Wie stellt sich demgegenüber das zweite Phänomen, das Ausdünnen der lebensnotwendigen stratosphärischen Ozonschicht, dar?

Auch hier steht eindeutig der Mensch als Sündenbock fest. Schon zu Beginn der siebziger Jahre haben Wissenschaftler auf Chlormengen in den oberen Luftschichten hingewiesen, die die Ozonschicht zerstören. Heute steht fest, daß diese von jenen Fluorchlorkohlenwasserstoffen (FCKWs) stammen, die in Klimaanlagen, Spraydosen, Kühlschränken und so weiter . verwendet werden.

Am Boden sind diese Stoffe ungefährlich. Sie haben allerdings eine Lebensdauer bis zu 100 Jahren und gelangen nach sieben bis zehn Jahren hinauf in die Stratosphäre, wo sie durch die ultraviolette Strahlung zerlegt werden. Das freiwerdende Chlor zerstört das für uns lebenswichtige Ozon.

Ein regelrechtes „I^och” entdeckten Anfang der siebziger Jahre Wissenschaftler über der Antarktis. Satel-litenmeßungen der NASA zeigten, daß dieses Loch im Oktober weit über den antarktischen Kontinent hinausreicht. Danach schließt es sich wieder.

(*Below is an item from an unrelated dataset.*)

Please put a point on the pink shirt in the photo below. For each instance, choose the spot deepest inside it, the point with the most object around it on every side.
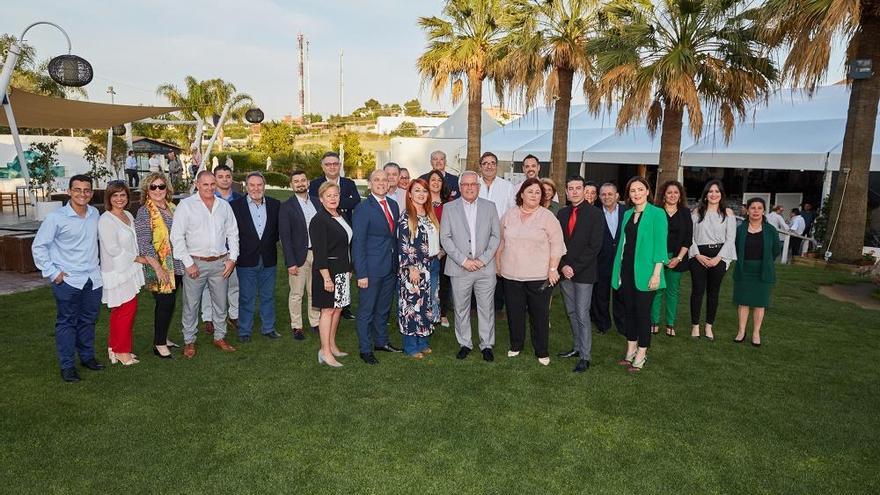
(527, 246)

Die FCKW-Produktion wurde zwar in vielen Ländern mittlerweile verboten, die Gefahr ist durch die lange Lebensdauer der Schadstoffe in der Atmosphäre aber noch immer nicht gebannt.

Das hat jetzt auch die Wissenschaft herausgefordert. Mit Laser-Satelliten sei es möglich, das Ozonloch vom All aus zu stopfen, heißt es. Andere Pläne zielen auf das Versprühen von Chemikalien ab, um den „Ozonkiller” Chlor zu binden (siehe nebenstehende Beitrag und Seite 17).